Nobody has to stretch very far to conclude that we're all crazy, some more stark-raving than others, but every one of us frighteningly talented at deluding ourselves. Those more poorly socialized seem far from sane, and those from different cultures often seem to have institutionalized absolute insanity into their customs. We adapt to observe certain norms after decades of schooling, little of that actually delivered in classrooms. Most of us learn to avoid wearing brown suits whatever the occasion and favor some semblance of whatever's currently in fashion. Someone somewhere always seems to insist upon wearing a top hat everywhere, but we reserve some space for eccentricity, believing it a mildly amusing form of insanity and in no way truly threatening. Eventually, we come to know what to do with toast, our interactions with it reduced to rote responses. Clowns might put a slice to novel uses, but the rest of us never even consider altering our usual pattern: Butter, jelly, mouth, belly.

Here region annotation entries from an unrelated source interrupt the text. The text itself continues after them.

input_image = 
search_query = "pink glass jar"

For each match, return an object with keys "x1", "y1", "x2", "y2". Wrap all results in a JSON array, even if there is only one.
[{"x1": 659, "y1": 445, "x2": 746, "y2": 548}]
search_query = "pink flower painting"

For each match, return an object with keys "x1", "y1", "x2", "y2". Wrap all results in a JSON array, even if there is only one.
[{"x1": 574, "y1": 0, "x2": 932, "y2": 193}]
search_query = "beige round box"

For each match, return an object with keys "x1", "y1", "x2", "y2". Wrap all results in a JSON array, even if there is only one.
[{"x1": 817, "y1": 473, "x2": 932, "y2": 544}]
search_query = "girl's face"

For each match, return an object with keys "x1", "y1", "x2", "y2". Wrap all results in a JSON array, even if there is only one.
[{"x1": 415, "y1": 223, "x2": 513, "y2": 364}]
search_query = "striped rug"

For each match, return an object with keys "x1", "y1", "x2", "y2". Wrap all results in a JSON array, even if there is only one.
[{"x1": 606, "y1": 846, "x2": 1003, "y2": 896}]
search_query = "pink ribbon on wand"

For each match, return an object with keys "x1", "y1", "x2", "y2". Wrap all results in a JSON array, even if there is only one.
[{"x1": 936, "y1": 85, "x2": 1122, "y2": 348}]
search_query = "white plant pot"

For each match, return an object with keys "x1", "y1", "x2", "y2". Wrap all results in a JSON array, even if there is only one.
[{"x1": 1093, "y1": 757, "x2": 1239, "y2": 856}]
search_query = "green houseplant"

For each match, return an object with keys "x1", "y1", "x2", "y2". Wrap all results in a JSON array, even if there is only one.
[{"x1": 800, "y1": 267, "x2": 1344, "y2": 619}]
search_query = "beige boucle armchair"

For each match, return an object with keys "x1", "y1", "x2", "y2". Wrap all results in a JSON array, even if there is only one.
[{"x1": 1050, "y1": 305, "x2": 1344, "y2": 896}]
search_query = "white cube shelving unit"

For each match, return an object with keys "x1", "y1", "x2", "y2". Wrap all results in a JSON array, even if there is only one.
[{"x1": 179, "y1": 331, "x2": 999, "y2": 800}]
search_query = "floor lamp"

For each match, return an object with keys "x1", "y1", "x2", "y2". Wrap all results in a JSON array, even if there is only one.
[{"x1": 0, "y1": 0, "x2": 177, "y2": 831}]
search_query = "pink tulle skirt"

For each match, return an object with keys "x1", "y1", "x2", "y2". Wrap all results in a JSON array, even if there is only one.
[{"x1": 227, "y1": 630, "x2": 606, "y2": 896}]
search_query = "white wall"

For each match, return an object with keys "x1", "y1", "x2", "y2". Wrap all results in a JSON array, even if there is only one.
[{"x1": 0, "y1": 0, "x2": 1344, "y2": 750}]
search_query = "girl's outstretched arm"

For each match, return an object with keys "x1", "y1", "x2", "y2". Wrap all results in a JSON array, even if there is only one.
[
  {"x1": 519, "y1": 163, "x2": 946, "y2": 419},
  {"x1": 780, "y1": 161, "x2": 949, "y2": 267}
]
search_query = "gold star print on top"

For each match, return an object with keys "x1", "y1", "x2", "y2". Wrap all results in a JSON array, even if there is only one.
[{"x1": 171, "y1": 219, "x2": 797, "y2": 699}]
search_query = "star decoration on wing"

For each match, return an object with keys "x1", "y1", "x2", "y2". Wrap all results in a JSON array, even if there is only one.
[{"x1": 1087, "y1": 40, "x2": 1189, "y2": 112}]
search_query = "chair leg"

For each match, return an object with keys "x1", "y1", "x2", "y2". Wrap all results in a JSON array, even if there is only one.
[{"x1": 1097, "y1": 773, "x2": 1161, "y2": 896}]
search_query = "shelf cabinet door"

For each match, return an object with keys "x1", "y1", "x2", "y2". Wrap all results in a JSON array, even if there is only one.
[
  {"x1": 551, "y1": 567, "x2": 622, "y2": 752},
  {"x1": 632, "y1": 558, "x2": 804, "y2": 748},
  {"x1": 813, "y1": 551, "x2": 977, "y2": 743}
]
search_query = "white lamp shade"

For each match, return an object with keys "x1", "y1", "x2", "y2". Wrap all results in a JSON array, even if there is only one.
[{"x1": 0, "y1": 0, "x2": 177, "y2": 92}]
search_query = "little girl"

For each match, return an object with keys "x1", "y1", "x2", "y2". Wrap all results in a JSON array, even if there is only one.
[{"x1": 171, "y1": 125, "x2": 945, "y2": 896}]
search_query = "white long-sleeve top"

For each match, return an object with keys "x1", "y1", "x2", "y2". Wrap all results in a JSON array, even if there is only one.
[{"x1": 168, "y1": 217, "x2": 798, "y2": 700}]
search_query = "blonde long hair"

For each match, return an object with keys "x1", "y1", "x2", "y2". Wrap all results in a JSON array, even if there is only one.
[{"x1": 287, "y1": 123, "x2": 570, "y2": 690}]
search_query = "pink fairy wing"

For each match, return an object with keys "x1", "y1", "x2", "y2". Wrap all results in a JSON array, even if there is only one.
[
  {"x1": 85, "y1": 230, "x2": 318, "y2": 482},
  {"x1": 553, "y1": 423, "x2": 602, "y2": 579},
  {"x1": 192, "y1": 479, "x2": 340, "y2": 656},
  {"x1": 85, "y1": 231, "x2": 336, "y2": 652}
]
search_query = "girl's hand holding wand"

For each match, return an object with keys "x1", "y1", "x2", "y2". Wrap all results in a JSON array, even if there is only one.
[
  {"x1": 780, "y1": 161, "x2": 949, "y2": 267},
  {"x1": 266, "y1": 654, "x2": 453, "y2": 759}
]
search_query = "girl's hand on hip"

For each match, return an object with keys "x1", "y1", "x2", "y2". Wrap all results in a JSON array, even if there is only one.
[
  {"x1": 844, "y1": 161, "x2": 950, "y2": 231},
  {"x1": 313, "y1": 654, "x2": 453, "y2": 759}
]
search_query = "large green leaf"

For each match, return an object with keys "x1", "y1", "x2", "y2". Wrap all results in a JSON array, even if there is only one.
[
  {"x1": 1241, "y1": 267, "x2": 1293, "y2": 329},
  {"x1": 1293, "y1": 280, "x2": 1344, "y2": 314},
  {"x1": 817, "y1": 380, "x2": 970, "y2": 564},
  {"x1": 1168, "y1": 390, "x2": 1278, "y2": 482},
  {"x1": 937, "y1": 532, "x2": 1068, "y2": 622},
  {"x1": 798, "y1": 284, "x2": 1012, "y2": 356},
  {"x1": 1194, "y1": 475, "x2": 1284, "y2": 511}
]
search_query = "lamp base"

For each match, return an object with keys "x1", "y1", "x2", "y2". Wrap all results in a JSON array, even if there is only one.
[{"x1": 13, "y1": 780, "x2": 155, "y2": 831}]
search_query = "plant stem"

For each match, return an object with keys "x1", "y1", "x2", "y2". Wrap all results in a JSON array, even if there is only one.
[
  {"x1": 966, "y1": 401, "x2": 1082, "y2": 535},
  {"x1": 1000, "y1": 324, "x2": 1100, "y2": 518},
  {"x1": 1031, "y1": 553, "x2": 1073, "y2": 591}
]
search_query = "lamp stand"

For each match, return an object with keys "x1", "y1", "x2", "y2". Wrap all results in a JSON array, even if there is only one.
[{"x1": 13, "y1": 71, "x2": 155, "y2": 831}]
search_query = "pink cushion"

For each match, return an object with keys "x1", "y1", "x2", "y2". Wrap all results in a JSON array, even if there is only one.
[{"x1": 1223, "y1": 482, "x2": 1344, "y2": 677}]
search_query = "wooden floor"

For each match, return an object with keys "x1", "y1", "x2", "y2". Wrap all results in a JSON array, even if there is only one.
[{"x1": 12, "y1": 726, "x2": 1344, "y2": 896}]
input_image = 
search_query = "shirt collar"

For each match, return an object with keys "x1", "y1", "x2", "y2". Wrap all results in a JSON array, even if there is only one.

Some of us, though, come up crazy in more deeply disturbing ways. They, like us, might not often notice that they're actively processing and modifying their sensory experiences, let alone that their manipulations produce results orthogonal to their fellows or their intentions. Show a group of people a short video of a presidential candidate, and a few will likely see nefarious behavior the majority do not perceive. Both, through long practice, transparently believe their eyes, and neither in that moment suspect that either their eyes or their brain might be deceiving them. What did the video show? Who knows? Everyone saw and so believe their trusty eyesight, even though the eyes might have only provided a camera obscura image onward for further processing. I'll know it when I see it misleadingly associates seeing and knowing, a MisFunction. The seeing was upside down and backwards. The knowing made sense, such as it was, of what the eyes provided it.

So, what's sane? Is it merely in the eyes (or the brain) of the beholder, or have we generally come to broader agreement as to what constitutes crazy and not? A trained psychiatrist very likely has a much better sense of what might fall over the line. Most of us, most of the time, seem to thrive on our ignorance. Our own MisFunction might never become obvious to us, our so-called nervous twitches seeming perfectly normal to our own familiarly twitching selves. They might drive the guy next to us on the train crazy, though, since he couldn't possibly know that this behavior keeps us feeling sane while driving him absolutely coo coo. Author Eugene Kennedy proposed that the things you do to maintain your sanity are the things that seem to drive me insane. Who's to blame for this? Nature? Nurture? Bullshit psychobabble? Who's to say?

It seems to me that crazy might constitute any behavior that one cannot willingly suspend after knowing others find it annoying. If you persist behaving like this you risk a fist in the face. Sanity means, once coming to understanding this response to be the case, merely deleting that behavior from the list of acceptables. It's almost a form of politeness, a consideration, an observation followed by a response. The chimney swifts, swirling in a flock, would very likely find any bird insane if he did not or could not avoid colliding with every other bird. We live in continual relation, always gauging interaction, unless some self-absorption renders this attention blind. Everyone collides sometimes, but a persistent pattern of continual collisions indicates something ain't interpreting okay, and that's insanity, hopefully temporary. Treatment might be short or grueling, whatever it takes to realign the intricate underlying mechanism. The busted piece might be physical or "merely" psychological, but refocusing that camera obscura might well prove darned near impossible, especially when working with someone who honestly perceives the rest of the world crazy and they, almost totally alone by themselves, sane. Those who work to right this MisFunction are angels because they perform devilishly difficult work.